Location: Soil, Water & Air Resources ResearchTitle: Formation efficiency of soil organic matter from plant litter is governed by clay mineral type more than plant litter quality
|YUZHI, XU - Chinese Academy Of Sciences|
|LIU, KAI - Chinese Academy Of Sciences|
|YAO, SHUIHONG - Chinese Academy Of Agricultural Sciences|
|ZHANG, YUELING - Chinese Academy Of Agricultural Sciences|
|ZHANG, XUDONG - Chinese Academy Of Sciences|
|HE, HONGBO - Chinese Academy Of Sciences|
|FENG, WENTING - Chinese Academy Of Agricultural Sciences|
|NDZANA, GEORGES - Chinese Academy Of Agricultural Sciences|
|CHENU, CLAIRE - Agro Paris Tech|
|Olk, Daniel - Dan|
|MAO, JINGDONG - Old Dominion University|
|BIN, ZHANG - Chinese Academy Of Agricultural Sciences|
Submitted to: Geoderma
Publication Type: Peer Reviewed Journal
Publication Acceptance Date: 1/18/2022
Publication Date: 4/15/2022
Citation: Yuzhi, X., Liu, K., Yao, S., Zhang, Y., Zhang, X., He, H., Feng, W., Ndzana, G.M., Chenu, C., Olk, D.C., Mao, J., Bin, Z. 2022. Formation efficiency of soil organic matter from plant litter is governed by clay mineral type more than plant litter quality. Geoderma. 412. Article e115727. https://doi.org/10.1016/j.geoderma.2022.115727.
Interpretive Summary: The organic part of soil, the soil organic matter, plays several important roles in soil performance and aquatic ecology. However, we do not fully understand the factors of its formation and preservation. In agricultural soils, soil organic matter forms largely from crop materials that are incorporated into soil after harvest. Portions of soil organic matter cycle over weeks to months, while other portions can be stable for centuries. We do not fully understand how soil properties, including clay minerals, affect the distribution of newly forming soil organic matter into quickly cycling portions or instead into stable portions. Here we demonstrate that common clay minerals affected the amount and composition of newly forming soil organic matter. This information can help explain why the soil organic matter content of different soils responds variably to management practices. It may also prove useful for predicting organic matter responses of different soils to altered management practices, including their cycling rates. This information is useful to scientists who study the preservation of soil organic matter and to land managers who wish to increase soil retention of organic matter.

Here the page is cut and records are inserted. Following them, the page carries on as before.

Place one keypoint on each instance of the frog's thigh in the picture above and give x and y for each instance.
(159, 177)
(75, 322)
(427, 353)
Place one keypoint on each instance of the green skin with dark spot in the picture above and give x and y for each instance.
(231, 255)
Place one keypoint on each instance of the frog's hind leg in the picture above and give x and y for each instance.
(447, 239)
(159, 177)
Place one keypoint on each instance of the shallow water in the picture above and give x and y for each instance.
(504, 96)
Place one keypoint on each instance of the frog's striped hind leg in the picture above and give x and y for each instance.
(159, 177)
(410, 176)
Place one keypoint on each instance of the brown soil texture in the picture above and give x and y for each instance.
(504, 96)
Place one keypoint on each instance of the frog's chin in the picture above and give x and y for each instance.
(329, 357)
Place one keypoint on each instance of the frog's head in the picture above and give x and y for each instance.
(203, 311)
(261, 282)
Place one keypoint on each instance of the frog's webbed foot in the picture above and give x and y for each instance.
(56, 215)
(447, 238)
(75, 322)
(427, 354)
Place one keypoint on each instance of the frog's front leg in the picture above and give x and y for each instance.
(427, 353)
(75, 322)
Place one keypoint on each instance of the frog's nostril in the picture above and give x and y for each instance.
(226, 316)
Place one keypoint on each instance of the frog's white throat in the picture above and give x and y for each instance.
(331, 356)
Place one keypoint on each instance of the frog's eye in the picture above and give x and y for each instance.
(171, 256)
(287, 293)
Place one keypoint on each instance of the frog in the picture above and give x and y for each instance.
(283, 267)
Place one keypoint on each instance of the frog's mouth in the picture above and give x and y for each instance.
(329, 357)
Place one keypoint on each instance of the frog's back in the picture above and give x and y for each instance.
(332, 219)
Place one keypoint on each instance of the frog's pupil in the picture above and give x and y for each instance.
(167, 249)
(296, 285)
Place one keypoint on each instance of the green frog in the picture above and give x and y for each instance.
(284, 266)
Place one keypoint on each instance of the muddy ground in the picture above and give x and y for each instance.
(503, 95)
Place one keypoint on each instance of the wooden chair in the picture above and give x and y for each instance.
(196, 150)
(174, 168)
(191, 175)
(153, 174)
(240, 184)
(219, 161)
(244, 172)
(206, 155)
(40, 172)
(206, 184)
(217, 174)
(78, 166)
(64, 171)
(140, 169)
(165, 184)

Technical Abstract: Soil organic matter (SOM) contributes to fundamental processes in the soil ecosystem. Much SOM forms when decomposition products of plant litter inputs become closely associated with soil minerals. Yet, a mechanistic understanding of mineral-organic association (MOA) is still lacking, and no SOM models adequately predict SOM formation and cycling by soil type or clay mineralogy. Here, we demonstrate controls of clay mineral types over the formation efficiency and chemical nature of mineral-associated soil organic matter (MASOM) following 120-day decomposition of two plant litter types. We developed a new decomposition model to estimate MOA strength and demonstrate that the MOA strength of a mineral soil was predictable from its clay mineral composition for either plant litter type. Labile litter components and fungal residues were associated with montmorillonite through surface coating, while recalcitrant litter components and bacterial residues were associated with kaolinite and illite. We conclude that MASOM forms at both its formation and stabilization stages. The availabilities of labile and recalcitrant litter components and also clay minerals determine the occurrence of MASOM at the early formation stage, while the relative dominance between two mechanisms of MOA and the MOA strength for individual clay mineral types direct the preferential associations of litter-derived and microbial residues at the stabilization stage.